Луна уже пригорюнила на западе своё лицо набок – и вместо привычных её глаз и улыбки видно было, как брат убивает брата, опрокинув вниз головой.
Анюта сидела на скамейке в сквере, а ты пошёл на тротуар, чтобы встретить такое же, как ты сам, исчадие ночи – прикурить.
Улицы просторно-пусты, и куда ни ступи – ты хозяин, нигде тебе не загорожено. Всё-таки нашлось у кого прикурить, и ты возвращался к Анюте, заготовив пьяную нежность в красных измученных глазах. А она сидит и тихо поёт. Поёт и смотрит на тебя из своей песни, как из окна проезжающего мимо автобуса. «В инее провода, в сумерках города. Вот и взошла звезда, чтобы светить всегда. Чтобы светить в метель, чтобы стелить постель, чтобы качать всю ночь у колыбели дочь».
И ты увидел: «Ты у меня одна, словно в ночи луна, словно в степи сосна, словно в году весна. Нету другой такой ни за какой рекой, ни за туманами, дальними странами».
Да, была такая песня в те времена. Ты сел с краю на скамеечке и отвернулся: не навредить бы.
Всё это ты помнишь, ты даже насильно вспоминаешь. И всё-таки: с кухни слышится:
-Анюта, ты все песни знаешь. Есть такая? – «Звезда полей, звезда полей над отчим домом, и матери моей печальная рука…»

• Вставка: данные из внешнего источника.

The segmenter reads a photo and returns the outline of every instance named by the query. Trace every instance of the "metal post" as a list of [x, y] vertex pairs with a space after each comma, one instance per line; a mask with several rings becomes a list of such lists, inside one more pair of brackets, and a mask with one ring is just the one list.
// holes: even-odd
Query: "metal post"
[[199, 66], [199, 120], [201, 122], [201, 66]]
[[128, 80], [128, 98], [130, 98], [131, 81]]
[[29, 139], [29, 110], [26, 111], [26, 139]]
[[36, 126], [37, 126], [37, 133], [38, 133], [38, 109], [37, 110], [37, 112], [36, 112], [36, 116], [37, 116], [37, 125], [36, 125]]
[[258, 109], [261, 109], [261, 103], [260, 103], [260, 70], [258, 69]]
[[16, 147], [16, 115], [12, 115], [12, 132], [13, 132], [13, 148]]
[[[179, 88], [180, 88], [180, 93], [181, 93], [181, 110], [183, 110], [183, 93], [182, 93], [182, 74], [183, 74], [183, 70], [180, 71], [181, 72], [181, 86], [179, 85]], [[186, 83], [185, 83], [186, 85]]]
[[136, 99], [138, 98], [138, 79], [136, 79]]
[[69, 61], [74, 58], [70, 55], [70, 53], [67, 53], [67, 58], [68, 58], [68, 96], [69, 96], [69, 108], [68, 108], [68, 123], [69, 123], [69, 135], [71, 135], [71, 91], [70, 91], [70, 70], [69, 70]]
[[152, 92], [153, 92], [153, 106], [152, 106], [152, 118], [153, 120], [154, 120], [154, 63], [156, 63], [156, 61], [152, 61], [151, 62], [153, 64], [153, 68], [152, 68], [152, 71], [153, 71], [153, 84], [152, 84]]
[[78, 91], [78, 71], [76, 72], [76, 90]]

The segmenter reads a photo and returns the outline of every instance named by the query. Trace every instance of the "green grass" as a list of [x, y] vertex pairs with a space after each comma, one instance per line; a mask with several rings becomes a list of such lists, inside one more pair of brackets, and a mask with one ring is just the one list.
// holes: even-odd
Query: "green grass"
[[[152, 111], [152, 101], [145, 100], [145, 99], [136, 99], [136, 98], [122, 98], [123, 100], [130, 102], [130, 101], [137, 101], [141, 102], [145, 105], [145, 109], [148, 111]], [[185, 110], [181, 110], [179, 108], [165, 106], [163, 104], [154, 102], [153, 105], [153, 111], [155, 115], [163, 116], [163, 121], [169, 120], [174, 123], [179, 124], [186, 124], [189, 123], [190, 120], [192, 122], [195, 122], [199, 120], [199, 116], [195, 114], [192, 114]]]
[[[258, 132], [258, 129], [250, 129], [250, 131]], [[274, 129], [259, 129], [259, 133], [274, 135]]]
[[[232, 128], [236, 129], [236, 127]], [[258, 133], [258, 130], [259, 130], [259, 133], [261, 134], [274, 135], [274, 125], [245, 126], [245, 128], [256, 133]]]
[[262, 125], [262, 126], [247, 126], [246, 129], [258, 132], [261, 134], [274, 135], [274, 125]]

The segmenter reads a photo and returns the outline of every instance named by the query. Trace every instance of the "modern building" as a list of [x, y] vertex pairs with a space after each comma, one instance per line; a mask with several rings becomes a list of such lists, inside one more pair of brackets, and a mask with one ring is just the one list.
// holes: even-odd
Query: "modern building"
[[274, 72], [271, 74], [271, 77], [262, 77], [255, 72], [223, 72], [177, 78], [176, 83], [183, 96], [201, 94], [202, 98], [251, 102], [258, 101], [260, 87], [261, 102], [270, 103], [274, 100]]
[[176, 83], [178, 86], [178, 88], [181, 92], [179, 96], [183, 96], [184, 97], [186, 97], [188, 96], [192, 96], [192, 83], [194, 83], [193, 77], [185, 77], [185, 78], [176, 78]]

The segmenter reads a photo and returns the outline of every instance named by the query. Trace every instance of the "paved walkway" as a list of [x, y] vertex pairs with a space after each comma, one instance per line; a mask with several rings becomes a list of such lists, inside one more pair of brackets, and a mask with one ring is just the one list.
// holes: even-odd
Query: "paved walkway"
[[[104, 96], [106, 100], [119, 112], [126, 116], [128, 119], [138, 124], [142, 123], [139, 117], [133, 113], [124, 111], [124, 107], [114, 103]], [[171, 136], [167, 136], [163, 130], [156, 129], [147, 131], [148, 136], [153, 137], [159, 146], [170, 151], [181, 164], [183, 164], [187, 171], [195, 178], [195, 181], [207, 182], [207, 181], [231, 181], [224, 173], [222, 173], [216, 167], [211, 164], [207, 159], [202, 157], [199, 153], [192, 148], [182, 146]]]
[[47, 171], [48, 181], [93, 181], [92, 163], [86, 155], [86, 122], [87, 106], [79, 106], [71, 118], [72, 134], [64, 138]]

-Такой не слышала, - неуверенно отвчает Анюта. – Не знаю.
Ольга заходит в комнату и бормочет:
-Нет такой песни. Бабель сам придумал. Не может быть такой песни.
А ты сидел, сидел, а потом, наконец, тихо:
-Оля. Что такое – матери моей печальная рука? – и замер.
И тогда она протянула руку.
Да ведь знал же, знал заранее, что именно так – по виску, по волосам – ведь ждал!
-Вот что такое, - бессильно прошептала она, и на ней не стало лица.
Ну, брат, держись. Теперь держись за двоих.
Прогнать, не пускать, зачем она ходит? Ведь она зна-ает, зачем она ходит! Сосуд зла…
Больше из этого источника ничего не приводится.